Incomplete data processing (sparseness of data) in kNN

I am trying to create a simple recommendation system using knn.

Suppose I have a table:

User | Book1 | Book2 | Book3 | Book4 | Book5 | Book6 | Book7 | 1 | 5 | ? | 3 | ? | 4 | 3 | 2 | 2 | 3 | 4 | ? | 2 | 3 | 4 | 2 | 3 | 4 | 2 | 1 | ? | ? | 3 | 3 | 4 | 2 | 5 | 3 | ? | 4 | 1 | 1 | 5 | 1 | 1 | 4 | 3 | 1 | ? | 1 | 6 | 5 | 2 | 5 | 4 | 4 | 2 | ? | 

So, if you can find possible ratings for User 1, I thought that just take the absolute difference between the users of books 1 read with other users. Then I would use this difference to find out which user from this list is β€œcloser” to user 1. But in the real situation there will be more? / Unknown points. So, how can I handle these unknown ratings when using knn?

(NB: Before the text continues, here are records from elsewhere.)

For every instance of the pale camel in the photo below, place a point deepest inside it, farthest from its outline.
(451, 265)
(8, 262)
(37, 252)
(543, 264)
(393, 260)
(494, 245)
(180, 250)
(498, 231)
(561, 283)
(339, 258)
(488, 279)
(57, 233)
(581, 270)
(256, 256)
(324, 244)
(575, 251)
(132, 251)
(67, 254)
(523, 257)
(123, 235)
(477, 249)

I have no code, since I have not figured out how to implement this yet.

Any help is appreciated!

+6
source share
4 answers

You do not have "unknown functions", you have incomplete data points.

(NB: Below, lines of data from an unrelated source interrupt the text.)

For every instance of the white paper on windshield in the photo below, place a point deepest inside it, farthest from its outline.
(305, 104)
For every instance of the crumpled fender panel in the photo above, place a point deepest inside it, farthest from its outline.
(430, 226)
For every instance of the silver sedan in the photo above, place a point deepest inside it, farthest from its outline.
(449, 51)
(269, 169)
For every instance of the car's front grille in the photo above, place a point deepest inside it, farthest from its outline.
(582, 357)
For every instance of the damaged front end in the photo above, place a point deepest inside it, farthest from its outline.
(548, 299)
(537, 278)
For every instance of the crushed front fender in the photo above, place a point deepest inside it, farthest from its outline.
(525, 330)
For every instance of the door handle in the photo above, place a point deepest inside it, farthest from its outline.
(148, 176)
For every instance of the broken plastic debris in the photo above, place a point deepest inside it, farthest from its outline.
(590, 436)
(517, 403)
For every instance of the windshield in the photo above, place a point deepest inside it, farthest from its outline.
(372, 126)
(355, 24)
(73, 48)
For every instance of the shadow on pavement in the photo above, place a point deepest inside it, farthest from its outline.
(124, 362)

This is actually a well-known problem in kNN, and there is a carefully tested template for solving the problem.

Although the problem is actually a "incomplete data" problem, in the context of kNN it is often (usually?) Called the sparseness problem.

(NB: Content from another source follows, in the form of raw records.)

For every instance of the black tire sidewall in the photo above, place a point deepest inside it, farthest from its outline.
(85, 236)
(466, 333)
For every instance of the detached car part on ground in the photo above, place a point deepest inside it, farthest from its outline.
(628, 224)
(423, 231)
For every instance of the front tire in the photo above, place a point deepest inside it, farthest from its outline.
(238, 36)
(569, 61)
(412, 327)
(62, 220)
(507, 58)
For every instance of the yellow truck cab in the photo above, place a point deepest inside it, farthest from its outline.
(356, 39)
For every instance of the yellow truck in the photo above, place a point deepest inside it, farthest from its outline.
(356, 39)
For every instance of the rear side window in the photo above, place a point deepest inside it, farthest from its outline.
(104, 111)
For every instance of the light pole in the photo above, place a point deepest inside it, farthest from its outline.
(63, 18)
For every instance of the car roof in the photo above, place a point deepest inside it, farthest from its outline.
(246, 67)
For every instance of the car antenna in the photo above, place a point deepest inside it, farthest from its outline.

In practice, the problem of sparseness in the construction of knn models, with the exception of, possibly, efficient storage / retrieval of data included in the model, is key to kNN.

For example, consider Amazon.com’s recommendation mechanism, in which product ratings as user-defined functions containing columns and users containing rows, so that this matrix is ​​100% complete, every Amazon customer would have to buy and view every Amazon sold. The actual sparseness of this matrix should be> 95%.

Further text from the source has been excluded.